I survey the knowledge of the complexity of distributions, with a focus on lower bounds and the many open problems. To mention a concrete result, we give an explicit boolean function whose input-output pairs cannot be sampled by AC^0 circuits noticeably better than picking a uniform input and guessing at random the value of the function.

2:30 pm3:00 pm
Speaker: Antonina Kolokolova (Memorial University of Newfoundland)

Celebrated Rice's theorem in computability theory states that any non-trivial semantic property of Turing machines is undecidable. That is, to check if the language accepted by a Turing machine satisfies some property, essentially the only thing one can do is to run the machine.  

Is there is a similar phenomenon in the complexity theory world?  Following a conjecture posed by Barak et al. in their paper on impossibility of obfuscation,  we ask whether working with a description of a Boolean circuit gives any computational advantage for deciding properties of a Boolean function, as opposed to a black-box (oracle) access. 

We show that for read-once branching programs there is indeed such an advantage. For general Boolean circuits, we make a step towards resolving this question by showing that if properties of a certain type are easier to decide given a circuit description then there is a non-trivial algorithm for the CircuitSAT problem.

Joint work with Russell Impagliazzo, Valentine Kabanets, Pierre McKenzie and Shadab Romani.

3:00 pm3:30 pm
Speaker: Srikanth Srinivasan (Indian Institute of Technology Bombay)

We come up with explicit functions for which we can prove tight (up to polynomial factors) upper and lower bounds in the AC^0[2] circuit model. In particular, this implies the first Fixed-Depth Size Hierarchy theorem for this model.

The explicit functions are obtained by constructing explicit AC^0[2] circuits for solving the coin problem, which is defined as follows. For a  parameter delta, we have to decide whether a given coin has bias (1+delta)/2 or (1-delta)/2. Our upper bounds are proved by derandomizing a circuit construction of O'Donnell-Wimmer (2007) and Amano (2009) to reduce the number of samples. Our lower bounds follow from a modification of the Razborov-Smolensky polynomial method.

3:30 pm4:00 pm
Speaker: Arkadev Chattopadhyay (Tata Institute of Fundamental Research)

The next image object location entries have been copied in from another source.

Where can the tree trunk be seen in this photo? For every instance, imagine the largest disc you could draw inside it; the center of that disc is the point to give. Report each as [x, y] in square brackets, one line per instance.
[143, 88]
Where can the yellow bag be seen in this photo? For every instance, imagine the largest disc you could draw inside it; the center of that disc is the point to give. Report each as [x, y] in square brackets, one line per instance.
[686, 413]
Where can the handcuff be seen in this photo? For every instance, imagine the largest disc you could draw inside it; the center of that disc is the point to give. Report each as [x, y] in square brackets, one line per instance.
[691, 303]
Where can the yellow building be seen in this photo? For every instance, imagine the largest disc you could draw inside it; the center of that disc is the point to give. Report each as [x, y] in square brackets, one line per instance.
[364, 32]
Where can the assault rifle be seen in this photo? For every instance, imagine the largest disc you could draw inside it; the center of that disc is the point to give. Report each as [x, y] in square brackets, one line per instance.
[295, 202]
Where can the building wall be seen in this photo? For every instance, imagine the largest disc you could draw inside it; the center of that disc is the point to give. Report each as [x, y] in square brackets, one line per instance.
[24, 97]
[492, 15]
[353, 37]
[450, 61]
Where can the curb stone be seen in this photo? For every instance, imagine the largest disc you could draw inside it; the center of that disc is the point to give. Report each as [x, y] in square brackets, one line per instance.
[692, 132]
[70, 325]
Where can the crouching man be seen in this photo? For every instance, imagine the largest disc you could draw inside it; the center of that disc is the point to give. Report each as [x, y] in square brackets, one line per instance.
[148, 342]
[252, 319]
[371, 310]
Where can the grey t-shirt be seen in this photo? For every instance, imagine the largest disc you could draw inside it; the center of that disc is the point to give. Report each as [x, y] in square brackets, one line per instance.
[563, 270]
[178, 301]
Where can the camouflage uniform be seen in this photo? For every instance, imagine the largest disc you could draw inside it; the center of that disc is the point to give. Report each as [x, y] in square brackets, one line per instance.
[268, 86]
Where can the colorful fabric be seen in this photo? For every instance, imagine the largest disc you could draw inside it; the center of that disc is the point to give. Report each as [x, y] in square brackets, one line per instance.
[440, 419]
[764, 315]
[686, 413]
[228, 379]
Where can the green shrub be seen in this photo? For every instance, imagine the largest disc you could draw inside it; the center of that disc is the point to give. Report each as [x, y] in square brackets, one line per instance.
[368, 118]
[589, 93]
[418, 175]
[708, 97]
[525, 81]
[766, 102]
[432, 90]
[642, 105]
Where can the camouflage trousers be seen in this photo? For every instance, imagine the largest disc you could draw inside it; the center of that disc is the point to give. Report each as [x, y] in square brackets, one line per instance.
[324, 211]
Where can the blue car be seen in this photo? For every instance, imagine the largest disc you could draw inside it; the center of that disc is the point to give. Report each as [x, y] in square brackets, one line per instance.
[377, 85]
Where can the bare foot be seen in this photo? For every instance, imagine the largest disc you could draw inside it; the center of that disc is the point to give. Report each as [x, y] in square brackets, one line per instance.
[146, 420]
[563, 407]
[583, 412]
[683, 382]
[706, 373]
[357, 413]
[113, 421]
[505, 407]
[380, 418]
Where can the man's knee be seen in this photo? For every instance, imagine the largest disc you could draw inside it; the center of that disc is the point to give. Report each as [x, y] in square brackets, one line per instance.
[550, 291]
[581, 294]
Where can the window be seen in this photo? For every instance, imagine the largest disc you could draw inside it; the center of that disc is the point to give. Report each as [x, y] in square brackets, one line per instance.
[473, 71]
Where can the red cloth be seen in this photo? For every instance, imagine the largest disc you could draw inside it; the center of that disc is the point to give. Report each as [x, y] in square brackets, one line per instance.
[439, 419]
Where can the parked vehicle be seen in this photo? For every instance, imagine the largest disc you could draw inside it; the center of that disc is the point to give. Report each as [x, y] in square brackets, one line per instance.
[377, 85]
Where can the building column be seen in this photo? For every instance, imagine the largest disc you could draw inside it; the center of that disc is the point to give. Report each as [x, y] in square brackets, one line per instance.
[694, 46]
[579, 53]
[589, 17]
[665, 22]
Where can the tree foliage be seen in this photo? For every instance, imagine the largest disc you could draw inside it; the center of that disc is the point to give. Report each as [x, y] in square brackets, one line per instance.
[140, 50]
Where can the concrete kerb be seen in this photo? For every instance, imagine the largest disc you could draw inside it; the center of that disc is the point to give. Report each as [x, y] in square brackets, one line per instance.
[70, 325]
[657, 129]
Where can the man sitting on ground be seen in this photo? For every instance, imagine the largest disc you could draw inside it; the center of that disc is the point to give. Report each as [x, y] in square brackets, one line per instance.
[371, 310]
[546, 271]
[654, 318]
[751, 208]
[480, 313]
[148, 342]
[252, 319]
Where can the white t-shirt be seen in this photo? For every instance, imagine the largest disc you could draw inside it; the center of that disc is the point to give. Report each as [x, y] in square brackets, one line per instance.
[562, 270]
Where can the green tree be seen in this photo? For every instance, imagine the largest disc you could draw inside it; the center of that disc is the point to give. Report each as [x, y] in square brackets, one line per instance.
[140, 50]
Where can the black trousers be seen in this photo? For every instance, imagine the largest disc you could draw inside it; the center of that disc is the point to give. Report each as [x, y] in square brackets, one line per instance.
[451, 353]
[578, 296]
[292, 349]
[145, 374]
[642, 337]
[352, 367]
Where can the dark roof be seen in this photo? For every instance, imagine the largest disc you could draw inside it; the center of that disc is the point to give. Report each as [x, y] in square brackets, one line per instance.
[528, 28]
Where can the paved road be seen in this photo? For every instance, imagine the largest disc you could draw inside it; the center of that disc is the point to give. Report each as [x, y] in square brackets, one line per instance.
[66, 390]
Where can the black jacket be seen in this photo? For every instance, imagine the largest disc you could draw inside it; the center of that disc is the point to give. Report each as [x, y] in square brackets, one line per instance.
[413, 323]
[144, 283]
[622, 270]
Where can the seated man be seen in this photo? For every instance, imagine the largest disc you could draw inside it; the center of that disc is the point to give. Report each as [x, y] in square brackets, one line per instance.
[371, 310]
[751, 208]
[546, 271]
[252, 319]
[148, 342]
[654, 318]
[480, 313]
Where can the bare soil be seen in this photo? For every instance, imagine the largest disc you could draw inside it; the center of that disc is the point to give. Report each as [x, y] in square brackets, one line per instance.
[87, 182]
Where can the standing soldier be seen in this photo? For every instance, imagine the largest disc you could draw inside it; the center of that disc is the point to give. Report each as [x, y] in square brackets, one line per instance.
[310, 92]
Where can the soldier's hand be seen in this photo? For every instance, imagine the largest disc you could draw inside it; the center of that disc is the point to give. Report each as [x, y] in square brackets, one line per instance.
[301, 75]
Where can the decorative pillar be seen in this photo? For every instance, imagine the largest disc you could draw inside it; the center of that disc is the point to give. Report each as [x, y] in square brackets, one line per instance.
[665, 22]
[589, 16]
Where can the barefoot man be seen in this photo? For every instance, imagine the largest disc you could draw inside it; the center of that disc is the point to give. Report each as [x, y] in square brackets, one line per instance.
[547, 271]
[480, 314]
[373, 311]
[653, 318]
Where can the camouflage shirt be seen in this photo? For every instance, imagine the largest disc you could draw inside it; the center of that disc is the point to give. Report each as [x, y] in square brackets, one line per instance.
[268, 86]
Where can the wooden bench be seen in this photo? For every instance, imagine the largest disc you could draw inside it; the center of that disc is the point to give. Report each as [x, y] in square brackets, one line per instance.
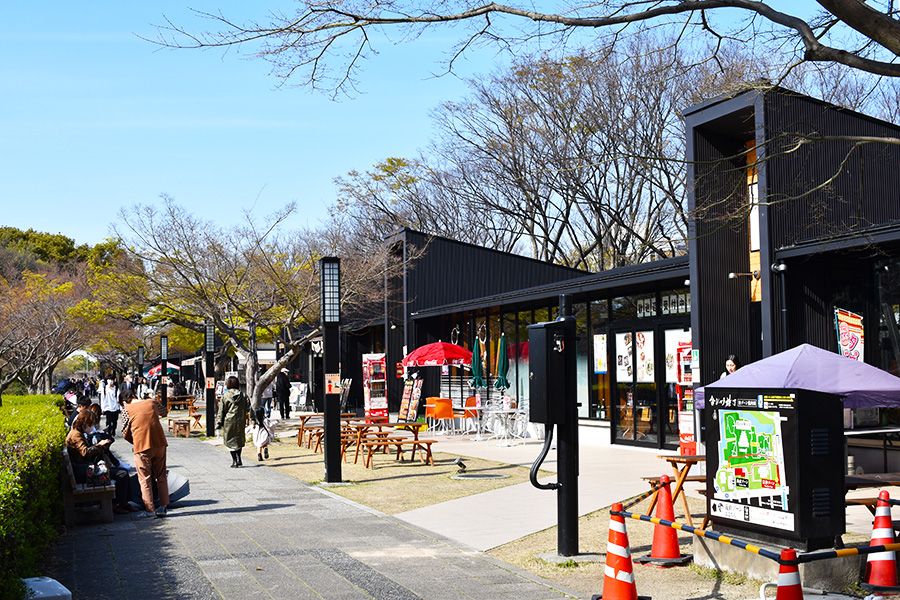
[399, 443]
[420, 445]
[77, 495]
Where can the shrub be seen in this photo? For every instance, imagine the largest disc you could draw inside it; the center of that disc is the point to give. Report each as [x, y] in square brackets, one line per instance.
[32, 433]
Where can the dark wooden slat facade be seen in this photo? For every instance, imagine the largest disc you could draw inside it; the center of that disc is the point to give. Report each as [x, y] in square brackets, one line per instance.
[826, 209]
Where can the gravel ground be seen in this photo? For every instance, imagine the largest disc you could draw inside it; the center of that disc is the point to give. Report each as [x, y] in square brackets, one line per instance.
[688, 582]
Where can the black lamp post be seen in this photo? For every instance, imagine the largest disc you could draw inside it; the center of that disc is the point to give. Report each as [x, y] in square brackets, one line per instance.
[330, 284]
[210, 379]
[164, 357]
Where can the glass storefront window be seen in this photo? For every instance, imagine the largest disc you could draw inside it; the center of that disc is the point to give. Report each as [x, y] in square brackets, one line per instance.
[582, 358]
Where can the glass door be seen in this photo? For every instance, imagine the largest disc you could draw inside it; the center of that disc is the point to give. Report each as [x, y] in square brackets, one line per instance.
[636, 417]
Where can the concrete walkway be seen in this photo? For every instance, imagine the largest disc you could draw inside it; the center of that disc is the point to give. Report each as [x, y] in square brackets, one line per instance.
[253, 533]
[607, 474]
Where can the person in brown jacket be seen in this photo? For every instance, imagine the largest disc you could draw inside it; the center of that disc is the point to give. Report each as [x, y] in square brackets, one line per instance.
[85, 450]
[149, 440]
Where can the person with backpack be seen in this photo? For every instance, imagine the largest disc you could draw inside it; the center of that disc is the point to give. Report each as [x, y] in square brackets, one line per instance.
[233, 408]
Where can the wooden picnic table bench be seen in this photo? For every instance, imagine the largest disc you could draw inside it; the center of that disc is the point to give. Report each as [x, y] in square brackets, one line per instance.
[77, 495]
[398, 442]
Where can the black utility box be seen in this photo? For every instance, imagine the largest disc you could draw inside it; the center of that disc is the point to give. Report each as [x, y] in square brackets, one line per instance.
[775, 465]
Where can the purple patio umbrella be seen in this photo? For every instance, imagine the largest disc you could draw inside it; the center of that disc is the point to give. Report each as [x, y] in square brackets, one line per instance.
[809, 368]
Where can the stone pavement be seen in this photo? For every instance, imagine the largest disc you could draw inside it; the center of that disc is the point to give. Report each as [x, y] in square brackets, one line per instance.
[255, 533]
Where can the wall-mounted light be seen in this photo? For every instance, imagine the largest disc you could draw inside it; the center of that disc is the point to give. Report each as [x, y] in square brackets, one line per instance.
[210, 336]
[331, 290]
[755, 275]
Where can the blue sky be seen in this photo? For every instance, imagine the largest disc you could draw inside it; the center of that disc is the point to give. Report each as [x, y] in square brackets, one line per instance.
[94, 118]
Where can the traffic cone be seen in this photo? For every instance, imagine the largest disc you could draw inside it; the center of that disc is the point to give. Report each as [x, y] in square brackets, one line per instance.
[618, 580]
[665, 551]
[789, 587]
[881, 567]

We exhibit a natural function F on n variables, that can be computed by just a linear sized decision list of `Equalities', but whose sign rank is at least exp(n^(1/4)). This yields the following two new unconditional complexity class separations.

(a) The function F can be computed by linear sized depth-two threshold `formulas' when the weights of the threshold gates are unrestricted, but restricting the weights of the bottom threshold gates to even slightly sub-exponential requires `circuits' to have size exp(n^(1/4)) to compute F. This provides the first separation between the boolean circuit classes THR o MAJ and THR o THR, that was posed as an open problem first by Amano-Maruoka [2005] and again by Hansen and Podolskii[2010]. Our result perhaps explains why obtaining super-polynomial lower bounds against THR o THR have remained elusive.

(b) Communication complexity: The function F (under the natural partition of the inputs) lies in the communication complexity class P^MA.  Since F has large sign rank, this implies P^MA is not in UPP, resolving a recent open problem posed by G{\"o}{\"o}s, Pitassi and Watson [ICALP '16]. P^MA seems tantalizingly out of reach of current lower bound techniques.

This is based on joint work with Nikhil Mande (TIFR).